Pageant of the 4 Seasons: A 99cent only modern Something. Bootleg Theatre. 12/7/06.

Ken Roht has been putting on 99cent shows for years around Christmas time. The highlight of these shows is their imaginative use of brightly-colored papers, plastics, and other kinds of junk from the 99 Cent Only stores. They also assemble an extremely talented cast who seems to be having a lot of fun, and that in itself is important and valuable.

I have mixed feelings about Pageant of the Four Seasons, however. It felt to me like it was trying a little too hard to be "experimental" and "edgy" and not trying hard enough to be cohesive. It would have been nice if there had been a little more gesture toward a story or even more of a throughline, rather than just an exploration of the 4 seasons, but even that wouldn't have been necessary if the 4 seasons themselves were a little more coherent. Summer, however, was a bit crazy and vaguely culturally offensive with its undertone of Polynesian natives and human sacrifice. Fall and Winter were more coherent and blended into each other nicely, but then Spring felt like it was in an entirely different universe. It was fun and pretty, though (I especially enjoyed the folk song trio who began the Spring section). Each season was beautiful in its own way, but they didn't really go together much at all.

Mostly, I was irritated that they charged $20 (no student discount even!) for this piece that lasted less than an hour. It was beautiful and fun, but overpriced for my budget and what it was and that makes me less likely to recommend it to others, even though it was a lovely piece of theater/dance/opera/experimentation. If it had either been longer and more cohesive OR cheaper, I would be raving about it right now. It was fun and funny and beautiful at moments, and everyone who worked on it is super talented. There were many performers who I would have liked to see more of. There was some fascinating tumbling and clowning, some compelling sugestions of character and relationship, and, of course, many gorgeous costumes (I would have loved to see more done with the fish!). There were many things they could have pulled out and made more of in this show, and I'm kind of sad they didn't. I very much admire what they do with the 99cent Only Store Shows, but I will say that I liked last year's better.

Saturday, December 02, 2006

Resistant Femme as Domestic Terrorist

Lois Weaver.

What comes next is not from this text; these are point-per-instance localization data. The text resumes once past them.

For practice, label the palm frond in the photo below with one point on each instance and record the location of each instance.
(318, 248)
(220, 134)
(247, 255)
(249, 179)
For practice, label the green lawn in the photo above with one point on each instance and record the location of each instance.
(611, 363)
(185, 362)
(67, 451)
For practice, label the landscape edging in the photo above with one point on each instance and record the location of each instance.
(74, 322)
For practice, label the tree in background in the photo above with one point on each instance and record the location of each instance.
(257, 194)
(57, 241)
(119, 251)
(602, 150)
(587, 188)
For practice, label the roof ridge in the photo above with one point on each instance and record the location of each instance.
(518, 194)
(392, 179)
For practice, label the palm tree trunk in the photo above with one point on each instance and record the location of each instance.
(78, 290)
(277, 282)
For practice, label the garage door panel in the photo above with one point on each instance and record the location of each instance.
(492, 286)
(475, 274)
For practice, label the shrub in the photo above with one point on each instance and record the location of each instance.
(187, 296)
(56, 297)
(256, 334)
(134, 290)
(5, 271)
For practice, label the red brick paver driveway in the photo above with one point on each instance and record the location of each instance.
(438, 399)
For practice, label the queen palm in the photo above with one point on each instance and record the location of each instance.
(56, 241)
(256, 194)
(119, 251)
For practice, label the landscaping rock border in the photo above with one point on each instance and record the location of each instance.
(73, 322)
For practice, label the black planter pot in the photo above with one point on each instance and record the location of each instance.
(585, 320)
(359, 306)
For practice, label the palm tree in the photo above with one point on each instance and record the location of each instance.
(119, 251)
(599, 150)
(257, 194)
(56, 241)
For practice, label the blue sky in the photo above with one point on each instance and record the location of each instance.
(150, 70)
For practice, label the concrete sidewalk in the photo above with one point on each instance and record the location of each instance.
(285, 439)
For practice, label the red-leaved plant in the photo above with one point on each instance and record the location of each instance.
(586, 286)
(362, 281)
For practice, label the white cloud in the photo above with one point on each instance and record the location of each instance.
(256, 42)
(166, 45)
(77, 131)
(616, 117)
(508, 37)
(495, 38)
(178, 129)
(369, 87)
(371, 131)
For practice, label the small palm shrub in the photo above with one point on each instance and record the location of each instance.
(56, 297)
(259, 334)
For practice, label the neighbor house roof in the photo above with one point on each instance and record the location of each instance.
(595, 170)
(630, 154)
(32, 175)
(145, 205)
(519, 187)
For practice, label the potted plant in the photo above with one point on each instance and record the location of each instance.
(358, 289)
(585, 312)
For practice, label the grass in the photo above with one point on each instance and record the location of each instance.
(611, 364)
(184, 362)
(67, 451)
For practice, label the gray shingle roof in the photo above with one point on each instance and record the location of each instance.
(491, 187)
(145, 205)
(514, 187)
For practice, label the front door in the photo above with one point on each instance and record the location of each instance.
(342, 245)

Diary of a Domestic Terrorist. UCLA. 11/30/06.

Lois Weaver, consummate femme performance artist, gave a combination show and lecture that included a retrospective of some of her past work, excerpts from her current performance piece, What Tammy Needs To Know, and, most importantly, a call to arms. She explored two intertwined terms, "Domestic terrorist" and "resistant femme" to posit strategies for resistance against dominant regimes. Weaver offered public, active domesticity and femininity as techniques for celebrating resistance. The image of Weaver hanging her laundry in public, projected onto a sheet, becomes an image of oposition against those who want us to be quiet and orderly. Instead of behaving properly, Weaver takes off her clothes. Instead of censoring her nipples, she shows a video in which she let them all hang out. She distributes clothespins (aka homemade nipple clamps) with the label 'domestic terrorist' on them and encourages eveyone to use them proudly and visibly. Weaver's domestic terrorism is a subtle form of resistance, but in its active opposition it terrorizes those who terrorize us. Weaver is feminity with power, performed actively and by choice, visible and deliberately not perfect. This is her performance as a 'resistant femme' embracing, celebrating, and subverting femininity. She finds the power and the threat in domesticity and performs femme as visibly queer and visibly resistant even without the butch to make it visibly lesbian. She's an excellent femme role model as well as an excellent speaker and performer, and if you're ever given the chance to see her do her thing, please take it.